Background: Unplanned reoperation is perceived as a quality indicator for surgical procedures.
However, there is a lack of data regarding the extent to which infections add to the reoperation
rate. We studied the role of infection as an indication for unplanned reoperation.
Methods: The setting was a surgical department at an academic teaching hospital performing
a spectrum of general, vascular, thoracic (lung), and transplant (kidney) procedures. Between
January, 2003 and September, 2004, data on operations, unplanned reoperations, and
complications were documented prospectively. Unplanned reoperation was defined as unexpected
reoperation within 30 days of the primary procedure. Endpoints were the number of
unplanned reoperations attributable to infection, the site of the infection, the type of the primary
operation, and deaths.
Results: A total of 6,287 operations were performed during the study period. The rate of
unplanned reoperations was 1.34% (84/6287), and 15 (17.9%) of these 84 patients had to undergo
reoperation because of an infection. The primary operations in these cases were general
surgical procedures in 11 patients, kidney transplant in two patients, and vascular surgery
and lung resection in one patient each. Leakage of a gastrointestinal anastomosis was the predominant
cause in the general surgical group (8/11). The most frequent initial procedure was
colon resection (n = 4) followed by ileostomy closure (n = 2) and kidney transplant (n = 2).
One unplanned reoperation had to be done after esophagectomy, pancreatoduodenectomy,
pneumonectomy, incisional hernia repair, appendectomy, femoro-femoral bypass, and resection
of a soft tissue tumor. The mortality rate after unplanned reoperation for infection was
20% (3/15), a significantly higher rate than in patients not having reoperation (p < 0.00001).

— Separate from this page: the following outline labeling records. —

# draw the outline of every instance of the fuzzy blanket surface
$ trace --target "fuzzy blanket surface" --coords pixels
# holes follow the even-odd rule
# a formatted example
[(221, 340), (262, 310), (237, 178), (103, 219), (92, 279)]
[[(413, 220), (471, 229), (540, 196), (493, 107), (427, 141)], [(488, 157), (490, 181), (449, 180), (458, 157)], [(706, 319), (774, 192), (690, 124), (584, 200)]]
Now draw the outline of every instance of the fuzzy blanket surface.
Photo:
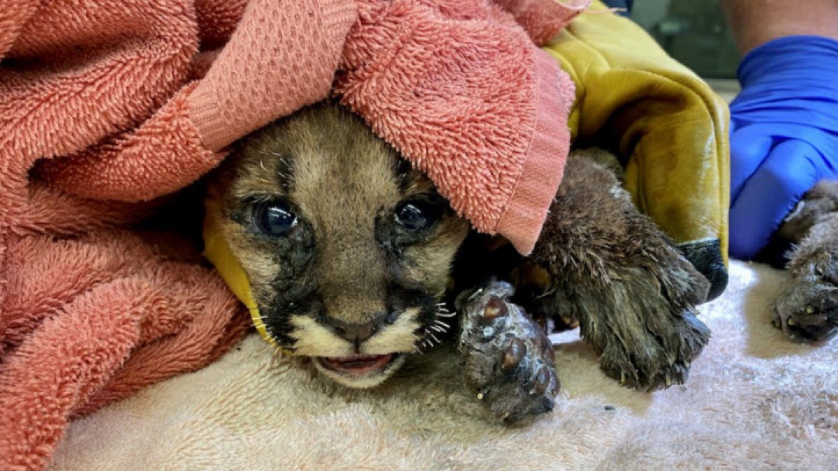
[(555, 338), (562, 396), (535, 424), (484, 422), (450, 351), (346, 391), (248, 337), (219, 362), (73, 423), (54, 469), (835, 469), (838, 340), (770, 324), (785, 274), (733, 262), (701, 308), (713, 339), (683, 386), (620, 387), (575, 332)]

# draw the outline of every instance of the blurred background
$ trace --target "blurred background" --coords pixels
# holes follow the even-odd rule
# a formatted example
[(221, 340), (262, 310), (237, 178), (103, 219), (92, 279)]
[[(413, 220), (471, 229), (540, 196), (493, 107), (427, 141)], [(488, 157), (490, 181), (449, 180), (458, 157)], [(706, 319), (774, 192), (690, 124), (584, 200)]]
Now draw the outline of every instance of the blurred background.
[(738, 91), (739, 53), (717, 0), (634, 0), (630, 16), (720, 95)]

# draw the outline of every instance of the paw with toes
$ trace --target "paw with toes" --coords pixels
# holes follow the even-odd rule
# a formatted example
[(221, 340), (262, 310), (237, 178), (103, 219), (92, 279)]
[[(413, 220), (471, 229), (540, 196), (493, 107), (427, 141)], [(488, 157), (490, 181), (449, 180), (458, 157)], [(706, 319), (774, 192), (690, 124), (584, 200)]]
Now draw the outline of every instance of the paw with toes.
[(838, 333), (838, 287), (793, 278), (774, 303), (773, 324), (801, 344), (826, 340)]
[(559, 390), (552, 344), (509, 301), (512, 293), (511, 285), (492, 282), (458, 303), (466, 386), (493, 419), (508, 424), (551, 411)]

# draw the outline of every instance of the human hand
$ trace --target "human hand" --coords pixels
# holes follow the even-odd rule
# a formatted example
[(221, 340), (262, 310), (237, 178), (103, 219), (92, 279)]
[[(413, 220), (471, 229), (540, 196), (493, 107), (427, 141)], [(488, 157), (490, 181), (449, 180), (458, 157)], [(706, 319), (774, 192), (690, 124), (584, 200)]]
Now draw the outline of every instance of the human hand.
[(748, 53), (731, 103), (730, 254), (764, 247), (803, 195), (838, 176), (838, 41), (789, 36)]

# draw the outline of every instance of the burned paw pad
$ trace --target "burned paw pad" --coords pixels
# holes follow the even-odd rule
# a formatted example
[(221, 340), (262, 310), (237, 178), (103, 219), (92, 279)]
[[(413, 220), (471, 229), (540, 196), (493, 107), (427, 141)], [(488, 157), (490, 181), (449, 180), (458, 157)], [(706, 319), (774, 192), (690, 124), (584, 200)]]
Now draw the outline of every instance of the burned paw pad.
[(463, 306), (458, 348), (465, 381), (494, 420), (515, 423), (548, 412), (559, 390), (552, 344), (542, 326), (489, 285)]
[(826, 340), (838, 334), (838, 288), (796, 281), (778, 298), (773, 323), (794, 342)]

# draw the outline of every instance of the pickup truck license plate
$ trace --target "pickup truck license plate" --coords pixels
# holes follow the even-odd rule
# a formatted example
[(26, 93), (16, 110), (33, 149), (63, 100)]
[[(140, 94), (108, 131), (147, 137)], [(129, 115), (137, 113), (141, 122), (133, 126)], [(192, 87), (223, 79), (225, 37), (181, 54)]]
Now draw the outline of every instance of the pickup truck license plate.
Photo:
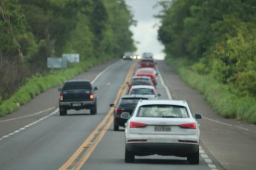
[(169, 132), (171, 131), (170, 126), (155, 126), (155, 131)]
[(76, 103), (72, 104), (72, 106), (74, 107), (76, 106), (81, 106), (81, 104), (80, 103)]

Subgroup analysis did not show any significant difference in mortality according to whether
the unplanned reoperation was indicated by infection, bleeding, or other reason (p = 0.28).

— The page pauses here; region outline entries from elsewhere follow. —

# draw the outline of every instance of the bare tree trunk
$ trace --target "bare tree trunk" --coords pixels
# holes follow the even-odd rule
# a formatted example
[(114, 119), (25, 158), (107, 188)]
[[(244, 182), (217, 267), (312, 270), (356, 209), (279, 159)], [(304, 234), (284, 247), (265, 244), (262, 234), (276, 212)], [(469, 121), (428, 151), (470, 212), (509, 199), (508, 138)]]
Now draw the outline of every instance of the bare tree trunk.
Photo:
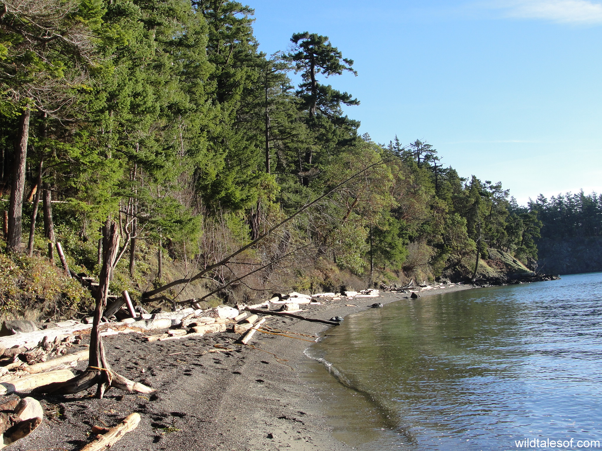
[(157, 246), (157, 258), (159, 263), (159, 270), (157, 273), (157, 278), (161, 280), (163, 278), (163, 253), (161, 251), (163, 250), (163, 239), (159, 238), (159, 245)]
[(265, 72), (265, 172), (270, 173), (270, 112), (267, 108), (267, 74)]
[(134, 218), (132, 224), (132, 242), (129, 247), (129, 275), (134, 277), (136, 268), (136, 233), (138, 232), (138, 221)]
[[(101, 228), (102, 230), (102, 228)], [(96, 263), (100, 266), (102, 264), (102, 238), (98, 239), (98, 244), (96, 247)]]
[(44, 182), (44, 236), (51, 243), (56, 241), (54, 238), (54, 222), (52, 221), (52, 197), (51, 195), (50, 186)]
[[(479, 213), (477, 212), (478, 215)], [(479, 227), (479, 238), (477, 238), (477, 260), (474, 263), (474, 272), (473, 273), (473, 277), (471, 278), (471, 281), (474, 281), (477, 277), (477, 271), (479, 271), (479, 256), (480, 255), (481, 250), (481, 220), (480, 218), (479, 219), (479, 222), (477, 223), (477, 227)]]
[(111, 387), (121, 390), (138, 393), (150, 393), (155, 390), (146, 385), (134, 382), (123, 376), (113, 372), (107, 360), (102, 338), (99, 326), (102, 312), (107, 307), (109, 282), (113, 271), (113, 264), (117, 257), (119, 248), (119, 234), (117, 225), (113, 221), (107, 220), (102, 228), (103, 248), (102, 268), (99, 276), (99, 286), (97, 292), (96, 308), (94, 311), (94, 321), (90, 336), (90, 354), (88, 367), (79, 376), (66, 382), (49, 384), (40, 387), (42, 393), (57, 393), (64, 394), (76, 393), (97, 385), (96, 396), (102, 398), (105, 392)]
[(40, 159), (40, 166), (38, 168), (37, 191), (36, 191), (36, 197), (34, 198), (34, 209), (31, 212), (31, 226), (29, 227), (29, 241), (27, 244), (27, 256), (31, 257), (34, 253), (34, 238), (36, 233), (36, 218), (37, 217), (38, 207), (40, 205), (40, 195), (42, 192), (42, 171), (44, 162), (43, 158)]
[(4, 241), (8, 239), (8, 212), (5, 210), (2, 212), (2, 234)]
[(372, 251), (372, 224), (370, 224), (370, 280), (369, 288), (372, 287), (372, 281), (374, 273), (374, 256)]
[(21, 251), (22, 234), (23, 195), (25, 188), (27, 162), (27, 141), (29, 137), (29, 117), (31, 112), (25, 110), (19, 121), (19, 140), (14, 146), (13, 180), (8, 204), (8, 237), (7, 246), (13, 252)]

Patients who required operation because of an infection stayed significantly longer in the intensive
care unit (p = 0.018) and underwent more reoperations (p = 0.003) than those with
other indications for reoperation.
Conclusion: Infections add considerably to the rate of unplanned reoperation. The mortality
rate is high, but not significantly different from that in patients having reoperation for
other indications. A longer stay in the intensive care unit and a higher number of reoperations
indicate a greater use of resources by these patients.